Выбрать главу

Я, что называется, путаюсь у них под ногами. Как выясняется, этого достаточно, чтобы обвинить меня в том, что-де капуста, съеденная козой, отравлена, хотя до этого мне вменяли в вину, что коза съела капусту.

Таков человек. Проводниковый механизм, чрезвычайно неудобный в употреблении. Вполне естественно, что этот человек-проводник вызывает раздражение у тьмы, ищущей воплотиться в форму. Я мешаю ей своей глупостью.

Здесь, под солнцем Ниццы, которое временами видится мне черным, в зависимости от того, вправо я клонюсь или влево, — я снова становлюсь пессимистом-оптимистом, каким был всегда.

Спрашивается, смог бы я жить иначе или нет, и моя трудность бытия, все эти ошибки, сбивающие мою поступь, не являются ли они самой поступью, к сожалению, единственно возможной, потому что иначе не умею? Я должен смириться с этой участью, как со своим внешним обликом. Вот я и впадаю то в пессимизм, то в оптимизм, соединение которых является моей отметиной, моей звездой. Пульсирующие движения сердца во вселенском масштабе.

Они заставляют нас грустить из-за чьей-то смерти и радоваться чьему-то рождению, в то время как наше естественное состояние — не быть.

Наш пессимизм происходит от этой пустоты, от этого не-бытия. А оптимизм диктуется мудростью, подсказывающей воспользоваться отсрочкой, предоставляемой нам пустотою. Воспользоваться, не пытаясь разгадать этот ребус или сказать последнее слово — по той простой причине, что последнего слова не существует и наша небесная система не более долговечна, чем наше внутреннее небо. И долговечность — это сказка, а пустота — не пустота, и вечность водит нас за нос, разматывая перед нами время в его протяженности, в то время как единый блок пространства-времени взрывается, неподвижный, где-то далеко от понятий времени и пространства,

*

В конечном итоге человек только хорохорится, и никто не смеет предположить, что наш мир сосредоточен, кто знает, на острие какой-нибудь иглы или сидит внутри чьего-нибудь организма. Один только Ренан{230} отважился произнести довольно мрачную фразу: «Не исключено, что истина печальна».

*

Искусству следует брать пример с преступления. Преступник не привлек бы к себе всеобщего внимания, если бы в один прекрасный момент не стал видимым, если бы однажды не промахнулся. Его слава — следствие проигрыша, если только взломы и убийства не совершаются им как раз во имя славы поражения, если он не может представить себе преступление без апофеоза наказания.

*

Тайна видимого и невидимого отмечена изысканностью тайны. Ее не разгадать в мире, зачарованном сиюминутностью, не умеющем от нее отрешиться. Эта тайна не терпит компромиссов. Она подчиняется ритму, противоположному ритму общества, потому что ритм общества всегда один, только постоянно маскируется. Никогда еще скорость не была такой медленной. Мадам де Сталь переносилась из одного конца Европы в другой гораздо быстрее, чем мы, а Юлий Цезарь завоевал Галлию в восемь дней.
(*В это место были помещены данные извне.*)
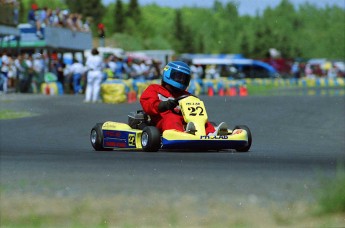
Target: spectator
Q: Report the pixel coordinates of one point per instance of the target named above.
(120, 71)
(77, 70)
(21, 67)
(94, 64)
(196, 71)
(33, 19)
(101, 34)
(5, 64)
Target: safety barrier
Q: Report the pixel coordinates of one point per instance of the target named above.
(119, 91)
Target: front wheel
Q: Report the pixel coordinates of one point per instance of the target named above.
(249, 142)
(96, 137)
(150, 139)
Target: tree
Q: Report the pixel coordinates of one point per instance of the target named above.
(178, 29)
(119, 17)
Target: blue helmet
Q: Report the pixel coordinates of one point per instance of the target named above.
(177, 74)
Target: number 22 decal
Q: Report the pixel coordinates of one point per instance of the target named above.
(196, 111)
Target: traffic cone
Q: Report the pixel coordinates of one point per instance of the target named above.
(231, 92)
(221, 92)
(243, 91)
(47, 89)
(131, 97)
(210, 91)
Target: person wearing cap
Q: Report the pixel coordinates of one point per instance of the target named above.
(94, 64)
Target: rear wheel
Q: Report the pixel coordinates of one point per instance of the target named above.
(249, 142)
(96, 137)
(150, 139)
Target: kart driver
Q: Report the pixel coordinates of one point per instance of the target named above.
(158, 101)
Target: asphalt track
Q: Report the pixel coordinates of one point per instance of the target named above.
(297, 142)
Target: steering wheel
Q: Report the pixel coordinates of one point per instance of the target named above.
(184, 96)
(180, 98)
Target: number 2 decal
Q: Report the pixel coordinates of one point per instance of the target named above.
(131, 140)
(196, 111)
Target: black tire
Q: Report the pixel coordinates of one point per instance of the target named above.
(96, 137)
(151, 139)
(249, 144)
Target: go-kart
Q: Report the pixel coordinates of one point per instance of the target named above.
(139, 134)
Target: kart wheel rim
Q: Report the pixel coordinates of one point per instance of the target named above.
(93, 136)
(144, 139)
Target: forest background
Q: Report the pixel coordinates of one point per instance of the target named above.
(304, 32)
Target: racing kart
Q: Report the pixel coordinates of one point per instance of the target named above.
(139, 134)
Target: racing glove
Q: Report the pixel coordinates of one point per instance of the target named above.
(167, 105)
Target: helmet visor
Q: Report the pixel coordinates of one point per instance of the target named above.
(180, 77)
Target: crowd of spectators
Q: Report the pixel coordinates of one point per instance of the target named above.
(26, 72)
(39, 17)
(9, 12)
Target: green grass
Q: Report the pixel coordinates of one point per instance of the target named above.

Трудно писать эту главу. Французский соединяет в себе несколько разных языков, и нам, французам, так же непросто понять друг друга, как если бы мы писали на иностранном. Я знаю людей, которые не любят и не понимают Монтеня, в то время как для меня он говорит на языке, в котором значимо каждое слово. И наоборот, открывая газетную статью, я, случается, перечитываю ее дважды, прежде чем пойму, что к чему. У меня скудный словарный запас. Чтобы добиться хоть какого-нибудь смысла, мне приходится подолгу соединять слова между собой. Но сила, толкающая меня писать, нетерпелива. Она меня подгоняет. От этого совсем не легче. Кроме того, я стараюсь избегать специальных слов, которыми пользуются ученые и философы и которые тоже составляют иностранный язык, непонятный для тех, к кому я обращаюсь. Верно и то, что люди, к которым я обращаюсь, говорят на своем собственном языке, мне чуждом. Тут опять вмешивается невидимое; и пессимизм тоже. Потому что иногда все же хочется смешаться с радостным хороводом, готовым нас принять.

*

Если эта книга попадет на глаза какому-нибудь внимательному молодому человеку, советую ему сдержать себя, еще раз перечитать слишком быстро проглоченную фразу. Задуматься о том, как я себя мучу, чтобы уловить волны, которым нипочем смешение эпох, — смешение, которое настолько его смущает, что заставляет обратиться в бегство. Я хочу, чтобы этот юноша попытался избежать множественности, которая ему претит, и погрузился в единичность собственной тьмы. Я не говорю ему, как Жид: «Уходи, оставь свою семью и свой дом». Я говорю: «Останься и укройся в собственном мраке. Изучи его. Вытолкни его на свет».